At the Bhojpur market, businessmen say the road has benefited every sector of the economy. Villagers now have cash to buy goods, and the cost of bringing consumer items from Dhankuta by truck is ten times cheaper than through porters.

British development consultant, Bharat Patel, at the site of one of the two bridges RAP is building over the Arun River.
"I thought I would have to close down my shop after the road came to Bhojpur, but business is actually much better," says trader Dhruba Shrestha. Indeed, with 24-hour electricity, plentiful water and clean air the quality of life in Bhojpur is much better than in Kathmandu. Almost everyone has a mobile phone, and the quality of education and health services have improved.

Bhojpur trader Dhruba Shrestha says the RAP road has raised living standards and increased the purchasing power of his customers.
On an inspection visit to Bhojpur, British consultant Bharat Patel admits that it costs more to build a RAP road manually than with mechanised diggers. "But we leave behind much more than just a road," he adds. "The community is empowered and more self-sufficient."

At Bhamran on a new section of a RAP road to Dingla, Bibas Rai points out the fallow fields. Most young men have emigrated. "People think that if you are educated you shouldn't farm," says Rai, "but I am staying back, I will never leave. Someone has to grow the food."


To go or not to go

One of these days, Lakpa Sherpa has to make a momentous decision: whether or not to pay Rs 90,000 to a middleman who has promised him a  job in Qatar. Lakpa's wife, Amrita, is encouraging him to go. "He'll never earn enough here to take care of us," she says, holding on to her baby, Anusha.

Lakpa is not so sure. He shows us his calculations on the back of a cigarette pack. He earned Rs 100,000 in the past year digging the road, and now he is enrolled in carpentry training so he can start a small furniture shop.

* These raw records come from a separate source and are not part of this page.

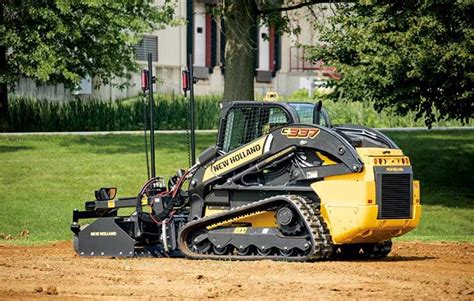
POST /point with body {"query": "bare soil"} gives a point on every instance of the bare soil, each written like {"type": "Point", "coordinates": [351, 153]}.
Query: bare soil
{"type": "Point", "coordinates": [413, 270]}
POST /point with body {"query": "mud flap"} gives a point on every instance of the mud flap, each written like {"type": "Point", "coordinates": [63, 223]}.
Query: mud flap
{"type": "Point", "coordinates": [105, 238]}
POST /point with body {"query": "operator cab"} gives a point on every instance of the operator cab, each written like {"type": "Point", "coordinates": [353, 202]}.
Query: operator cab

He has decided not to migrate for work. "I will never go," says Lakpa, "I will toil and sweat in my own country."


"Water, water"

In the 1950s, when Swiss geologist Toni Hagen travelled the length and breadth of Nepal, he used to ask Nepalis what they needed the most. Many told him they wanted a bridge. The rivers were barriers, and bridges provided accessibility. In the 1980s, most Nepalis told him they wanted a road. Today, roads reach nearly every VDC in the country, and there are suspension footbridges across most rivers.

Here in Bhojpur, Nepalis have a new wish: irrigation. The road has brought income and access to market but farmers suffer a serious shortage of water in the dry season. This has been exacerbated by successive years of winter drought.

Till five years ago, Matrika Adhikari of Syauli village couldn't even grow enough to feed the family. Today, he is sending Rs 150,000 worth of Akbare chillies by road to the Druk pickle factory in Sunsari. Says Adhikari, "We could grow anything if we had irrigation."